Not satisfied with $250 billion dollars in settlements from Big Tobacco, the trial lawyers are sharpening their knives (and forks) and going after Big Food. On Wednesday an attorney in New York City filed a class-action lawsuit against McDonald’s, Wendy’s, Burger King, and KFC, alleging that quick service restaurants should be held financially responsible for their customers’ eating habits. After going it alone for all of 24 hours, plaintiff’s attorney Samuel Hirsch demonstrated that he means business by enlisting the help of top obesity shark John Banzhaf.


All the players in this charade have now made appearances on the cable talk show circuit to state their cases. Last night, Hirsch and his client Caesar Barber (the first of seven purported “victims”) were on CNN’s Connie Chung Tonight.

Barber, the obese maintenance worker who wants to bite the hand that fed him, has suffered two heart attacks and claims it was “the advertisement[s] that got me.” The New York Post reported yesterday that Barber stopped eating fast food in 1996, on the advice of doctors. But he changed his story last night, telling Connie Chung that he ignored his doctor’s warnings and kept eating fast-food after his first coronary. Barber acknowledged that “the doctor was right in ’96,” but refused to accept the blame for his own bad decisions.

Victor Schwartz, general counsel for the American Tort Reform Association, warned Chung’s viewers about the big picture. “People should take responsibility for themselves,” he said. “If they don’t, the liquor industry, the fast food industry, anything that’s an indulgence, is going to be subject to [legal] liability.”
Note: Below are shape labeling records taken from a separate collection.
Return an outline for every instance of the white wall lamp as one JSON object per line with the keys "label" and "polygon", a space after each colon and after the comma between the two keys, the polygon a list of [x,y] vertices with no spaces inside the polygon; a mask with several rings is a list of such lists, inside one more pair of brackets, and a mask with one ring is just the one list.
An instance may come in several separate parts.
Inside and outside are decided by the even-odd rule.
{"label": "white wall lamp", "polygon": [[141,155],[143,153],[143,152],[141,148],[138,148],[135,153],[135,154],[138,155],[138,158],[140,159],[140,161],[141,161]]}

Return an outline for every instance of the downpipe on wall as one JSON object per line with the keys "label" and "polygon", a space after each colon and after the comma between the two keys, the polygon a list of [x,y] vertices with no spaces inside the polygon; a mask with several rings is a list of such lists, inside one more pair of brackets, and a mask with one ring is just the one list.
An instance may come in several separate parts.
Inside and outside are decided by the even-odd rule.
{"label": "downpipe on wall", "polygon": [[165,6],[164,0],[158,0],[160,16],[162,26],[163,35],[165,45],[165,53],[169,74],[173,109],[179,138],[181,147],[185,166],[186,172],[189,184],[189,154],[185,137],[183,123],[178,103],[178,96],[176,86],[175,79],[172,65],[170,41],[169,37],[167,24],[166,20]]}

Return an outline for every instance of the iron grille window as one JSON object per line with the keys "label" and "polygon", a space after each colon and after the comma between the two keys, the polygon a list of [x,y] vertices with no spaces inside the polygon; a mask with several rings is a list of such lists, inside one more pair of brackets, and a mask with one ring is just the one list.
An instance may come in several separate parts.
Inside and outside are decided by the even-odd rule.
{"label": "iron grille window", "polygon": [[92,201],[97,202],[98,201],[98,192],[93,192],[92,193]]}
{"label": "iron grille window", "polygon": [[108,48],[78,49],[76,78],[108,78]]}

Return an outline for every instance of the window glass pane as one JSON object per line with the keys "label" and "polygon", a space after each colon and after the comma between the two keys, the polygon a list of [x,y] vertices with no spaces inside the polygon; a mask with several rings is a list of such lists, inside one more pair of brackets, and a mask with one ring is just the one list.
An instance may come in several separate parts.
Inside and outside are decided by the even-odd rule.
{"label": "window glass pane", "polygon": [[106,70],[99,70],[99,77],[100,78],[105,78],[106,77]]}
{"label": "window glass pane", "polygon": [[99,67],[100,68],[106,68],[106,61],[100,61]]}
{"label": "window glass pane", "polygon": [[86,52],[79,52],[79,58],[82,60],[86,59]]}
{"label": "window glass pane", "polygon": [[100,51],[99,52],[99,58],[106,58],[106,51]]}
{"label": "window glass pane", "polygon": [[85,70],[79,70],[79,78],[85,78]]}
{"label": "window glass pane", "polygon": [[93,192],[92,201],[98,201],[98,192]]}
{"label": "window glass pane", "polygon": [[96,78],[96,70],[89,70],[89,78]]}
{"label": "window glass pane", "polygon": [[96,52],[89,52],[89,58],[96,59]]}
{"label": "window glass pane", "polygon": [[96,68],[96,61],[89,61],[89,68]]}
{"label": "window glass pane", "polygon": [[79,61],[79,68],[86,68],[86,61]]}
This morning, John Banzhaf and the Center for Consumer Freedom’s Rick Berman joined CNN for American Morning with Paula Zahn. Never one to let the truth get in the way of a good payday, Banzhaf defended the Barber lawsuit by claiming that fast food restaurants don’t provide information about fat content, calories, and sodium. Berman pointed out that the information is “already available” in most quick service franchises, without anyone forcing restaurant owners to provide it. “At the end of the day,” said Berman, “this is a PR stunt that is masquerading as serious litigation, and I don’t even know how John [Banzhaf] can do this with a straight face.”

According to a WNBC poll in New York, 83 percent of respondents say that restaurants are not responsible for the health of their customers. Still, Banzhaf keeps pressing on, insisting that the Barber lawsuit “has the potential to put fast food companies on the run.” But even Banzhaf admits that connections with tobacco torts (his specialty) are tenuous at best: just four days ago he conceded on MSNBC’s Abrams Report that “food is not technically addictive.”


Seeing the writing on the wall, the Center for Consumer Freedom’s John Doyle told ABC yesterday that Barber’s lawyer “must be aware that fully two-thirds of all foods consumed in America are consumed in people’s homes. Is he proposing that we sue America’s moms?” Doyle added: “To win his suit he has to convince a jury or a judge that people are too stupid to feed themselves or their children. If people are so stupid, should they be allowed to vote or go to work in the morning?”